Ser jurado me sirve mucho para hacerme una idea de cómo están las cosas. En el periodismo latinoamericano, en el periodismo actual, se supone que buena parte de lo mejor que se hace se presenta al premio [Gabo], que es un premio de prestigio, bien remunerado, que casi nadie desdeña. Se supone que ahí uno tiene la oportunidad de ver cuales son las cosas que se están haciendo del periodismo de la región. El año pasado fui jurado de [la categoría] Imagen. Había muchas cosas interesantes, pero había un trabajo de un colectivo limeño, peruano, sobre esas matanzas en Ayacucho. Habían trabajado con herramientas absolutamente accesibles para todos, con mapas, Google, material con audios de la policía, materiales filmados de cámaras de la calle o de otros sitios de noticieros. Habían trabajado con aquello que todos tenemos a disposición y habían conseguido con eso y con una simplicidad extraordinaria quién había matado a quién durante toda esa jornada espantosa. Era un gran trabajo, porque tenía esas dos características al mismo tiempo: utilizar todas las herramientas contemporáneas, pero no utilizarlas para decir “ah, miren qué moderno que soy”, sino para hacer el mejor periodismo y averiguar cosas que valen la pena de ser averiguadas. Aprendí viendo eso.

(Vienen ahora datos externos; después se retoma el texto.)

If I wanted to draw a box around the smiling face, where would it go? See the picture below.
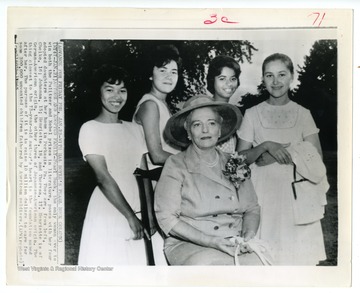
[185,107,221,150]
[152,60,178,94]
[100,82,127,114]
[214,67,239,102]
[263,60,294,103]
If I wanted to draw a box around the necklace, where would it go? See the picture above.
[202,152,219,168]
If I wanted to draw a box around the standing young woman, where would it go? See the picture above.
[133,45,181,168]
[206,55,242,153]
[238,53,326,265]
[78,65,166,266]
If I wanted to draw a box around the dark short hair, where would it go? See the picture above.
[262,53,294,76]
[92,64,129,92]
[148,45,182,75]
[206,55,241,94]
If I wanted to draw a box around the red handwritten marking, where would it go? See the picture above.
[204,14,238,24]
[308,12,326,26]
[204,14,217,24]
[221,16,238,23]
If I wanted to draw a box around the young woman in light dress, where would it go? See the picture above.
[238,53,326,265]
[78,65,166,266]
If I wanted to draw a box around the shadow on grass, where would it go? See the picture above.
[65,152,338,266]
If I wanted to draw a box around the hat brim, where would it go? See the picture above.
[164,102,243,148]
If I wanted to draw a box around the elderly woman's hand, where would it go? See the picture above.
[210,237,237,256]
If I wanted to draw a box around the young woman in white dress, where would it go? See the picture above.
[238,53,326,265]
[78,65,166,266]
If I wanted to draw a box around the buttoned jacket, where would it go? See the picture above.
[155,145,260,237]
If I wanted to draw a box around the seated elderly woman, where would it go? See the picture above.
[155,96,261,265]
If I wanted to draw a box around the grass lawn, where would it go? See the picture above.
[65,152,338,266]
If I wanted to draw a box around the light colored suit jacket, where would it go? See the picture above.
[155,145,260,237]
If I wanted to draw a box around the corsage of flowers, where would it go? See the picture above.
[223,152,251,189]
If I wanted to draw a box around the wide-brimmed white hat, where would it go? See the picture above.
[165,95,242,147]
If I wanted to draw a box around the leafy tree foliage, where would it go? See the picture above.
[295,40,338,149]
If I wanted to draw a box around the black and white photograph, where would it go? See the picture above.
[7,8,352,287]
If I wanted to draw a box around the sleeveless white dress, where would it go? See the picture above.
[78,120,166,266]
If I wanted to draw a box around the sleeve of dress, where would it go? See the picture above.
[79,123,104,161]
[236,110,255,142]
[154,156,184,235]
[302,109,319,138]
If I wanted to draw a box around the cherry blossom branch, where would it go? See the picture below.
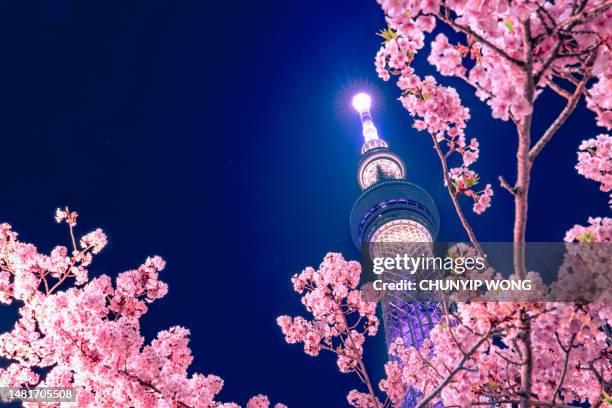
[436,9,525,67]
[471,399,576,408]
[528,62,594,162]
[550,333,576,404]
[498,176,516,196]
[416,329,500,408]
[431,135,484,257]
[342,313,380,408]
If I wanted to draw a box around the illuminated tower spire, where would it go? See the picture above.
[350,93,441,407]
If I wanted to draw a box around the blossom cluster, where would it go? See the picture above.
[576,134,612,205]
[0,208,286,408]
[277,253,379,406]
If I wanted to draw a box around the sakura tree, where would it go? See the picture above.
[0,208,284,408]
[279,0,612,407]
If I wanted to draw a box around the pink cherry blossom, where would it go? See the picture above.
[0,208,278,408]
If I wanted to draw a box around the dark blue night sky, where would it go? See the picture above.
[0,0,609,407]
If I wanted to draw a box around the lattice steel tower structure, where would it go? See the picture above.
[350,93,441,407]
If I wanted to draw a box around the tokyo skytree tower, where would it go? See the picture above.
[350,93,441,407]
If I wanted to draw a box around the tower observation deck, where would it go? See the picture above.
[350,93,441,407]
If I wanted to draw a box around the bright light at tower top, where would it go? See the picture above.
[353,92,372,113]
[353,92,378,143]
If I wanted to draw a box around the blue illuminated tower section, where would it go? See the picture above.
[350,93,441,407]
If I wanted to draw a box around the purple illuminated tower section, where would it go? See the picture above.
[351,93,441,407]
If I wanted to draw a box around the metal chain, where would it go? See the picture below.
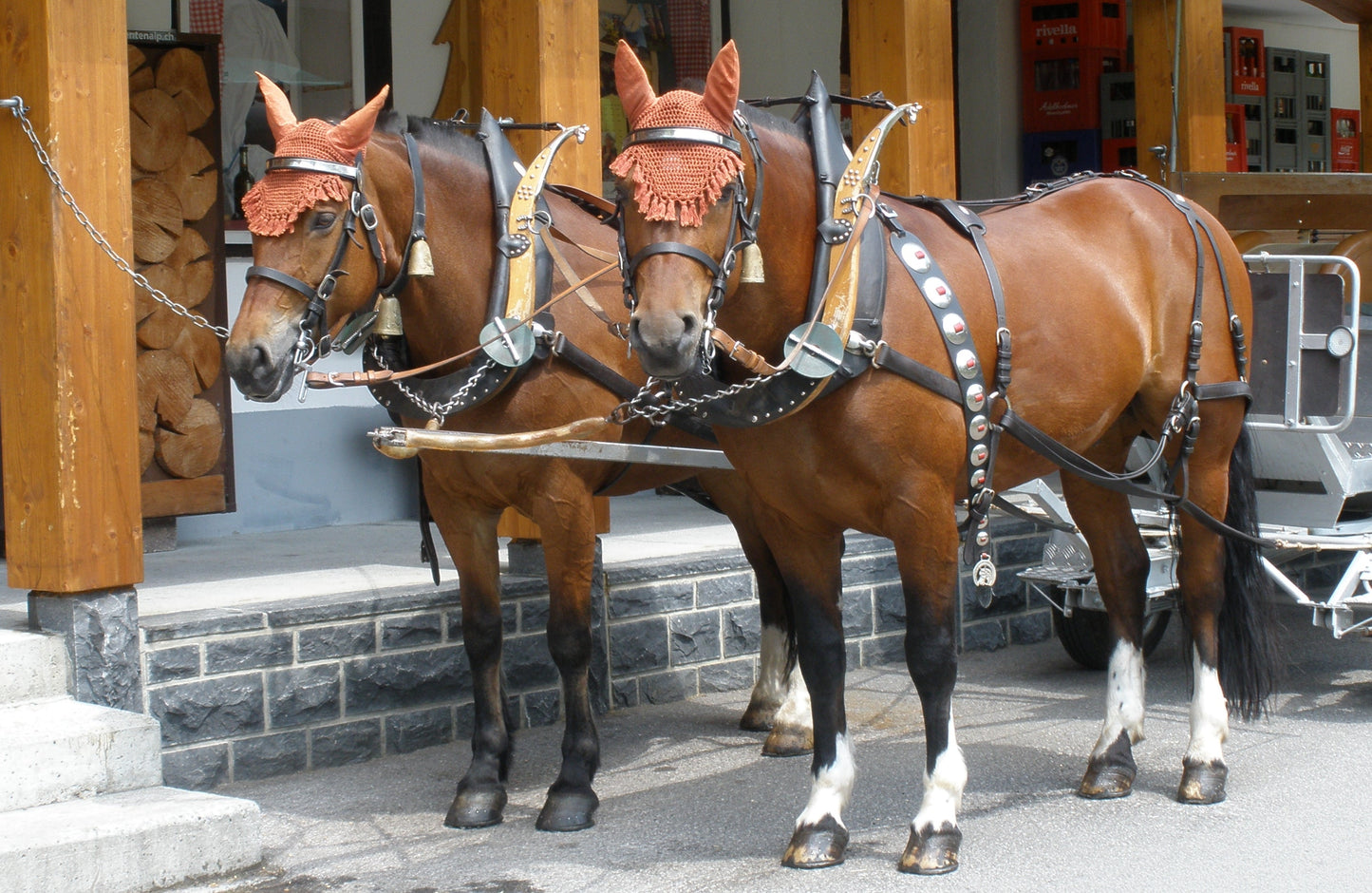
[367,344,496,426]
[0,96,229,340]
[610,374,773,428]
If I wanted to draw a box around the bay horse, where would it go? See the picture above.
[225,78,810,831]
[611,43,1276,874]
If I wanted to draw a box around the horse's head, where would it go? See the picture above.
[611,41,752,379]
[225,75,388,401]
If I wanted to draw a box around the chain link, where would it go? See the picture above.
[610,374,773,428]
[0,96,229,340]
[367,343,496,426]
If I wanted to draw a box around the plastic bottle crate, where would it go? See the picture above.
[1100,71,1135,140]
[1023,49,1123,133]
[1329,108,1363,173]
[1020,0,1129,59]
[1224,28,1268,99]
[1024,129,1100,182]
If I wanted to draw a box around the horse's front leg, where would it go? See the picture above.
[697,472,815,757]
[896,513,968,874]
[425,493,513,828]
[773,524,856,868]
[534,480,599,831]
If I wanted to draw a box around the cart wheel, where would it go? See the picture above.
[1052,609,1172,670]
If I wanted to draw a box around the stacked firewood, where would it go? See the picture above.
[129,46,224,479]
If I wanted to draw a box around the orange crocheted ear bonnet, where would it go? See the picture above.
[610,40,743,226]
[243,73,391,236]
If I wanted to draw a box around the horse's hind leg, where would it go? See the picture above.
[425,493,513,828]
[699,473,815,757]
[896,507,968,874]
[534,482,599,831]
[1177,417,1277,804]
[1062,460,1148,800]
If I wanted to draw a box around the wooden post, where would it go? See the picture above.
[480,0,601,195]
[1134,0,1225,182]
[0,0,142,593]
[848,0,958,198]
[1359,19,1372,170]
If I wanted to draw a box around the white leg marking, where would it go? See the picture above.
[1091,639,1147,757]
[775,667,815,730]
[910,716,968,834]
[1185,648,1230,763]
[752,627,799,707]
[796,734,857,827]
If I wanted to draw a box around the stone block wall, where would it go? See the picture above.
[141,520,1051,788]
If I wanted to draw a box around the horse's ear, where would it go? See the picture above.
[329,84,391,155]
[705,41,738,127]
[256,71,298,142]
[614,40,657,126]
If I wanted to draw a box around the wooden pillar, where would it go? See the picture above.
[1134,0,1225,182]
[1359,21,1372,170]
[848,0,958,198]
[480,0,601,195]
[0,0,142,593]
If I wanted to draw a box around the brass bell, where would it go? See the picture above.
[404,238,434,276]
[738,241,767,282]
[372,294,404,336]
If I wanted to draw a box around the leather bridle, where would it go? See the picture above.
[247,133,425,371]
[614,111,767,362]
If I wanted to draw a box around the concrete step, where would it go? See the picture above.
[0,788,262,893]
[0,698,162,817]
[0,630,67,704]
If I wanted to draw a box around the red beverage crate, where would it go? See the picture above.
[1329,108,1363,173]
[1224,103,1249,173]
[1100,137,1138,171]
[1020,0,1128,58]
[1023,49,1123,133]
[1224,28,1268,96]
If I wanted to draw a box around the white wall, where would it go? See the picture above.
[730,0,839,103]
[391,0,450,117]
[960,0,1024,199]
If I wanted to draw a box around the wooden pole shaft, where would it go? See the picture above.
[830,0,958,198]
[0,0,142,593]
[480,0,601,195]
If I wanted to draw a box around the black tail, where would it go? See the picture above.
[1217,429,1280,720]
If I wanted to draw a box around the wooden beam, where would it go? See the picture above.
[848,0,958,198]
[1359,19,1372,170]
[0,0,142,593]
[1134,0,1225,181]
[480,0,601,195]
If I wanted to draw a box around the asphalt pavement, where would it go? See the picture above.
[190,609,1372,893]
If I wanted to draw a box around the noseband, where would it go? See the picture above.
[247,133,424,371]
[616,111,767,350]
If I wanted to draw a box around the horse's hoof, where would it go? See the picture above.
[1177,760,1230,804]
[898,828,962,874]
[780,815,848,868]
[762,726,815,757]
[443,788,506,828]
[1077,732,1138,800]
[534,788,599,831]
[1077,763,1135,800]
[738,704,777,732]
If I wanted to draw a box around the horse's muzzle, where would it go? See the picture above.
[224,342,295,404]
[629,313,705,380]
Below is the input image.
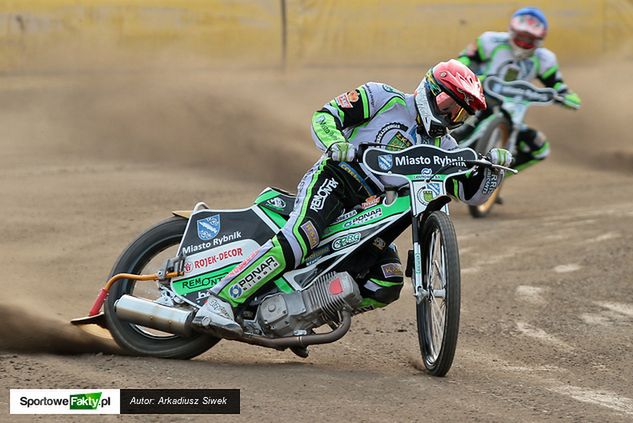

Y ya entre paréntesis: las entregas de premios me sirven para darme cuenta de una verdad de perogrullo. Otro de los grandes cambios del periodismo en América Latina últimamente y en muchos otros lugares es que aquello que era una profesión totalmente solitaria, se ha vuelto muy grupal, muy colectiva. Los mejores trabajos son colectivos. Yo siempre digo que antes, en las entregas de los Premios Gabo, el locutor y la locutora decían “y el ganador es fulano de tal”, y subía fulano de tal, aplaudíamos. Ahora dicen “el trabajo ganador es tal” y suben 25 personas; me da miedo que se caiga el escenario. Y eso está muy bien: es un dato muy fuerte sobre cómo ha cambiado la profesión, sobre cómo con las distintas técnicas que se usan para los reportajes se necesita gente que las maneje, cómo se puede coordinar el trabajo de gente que vive en lugares distintos.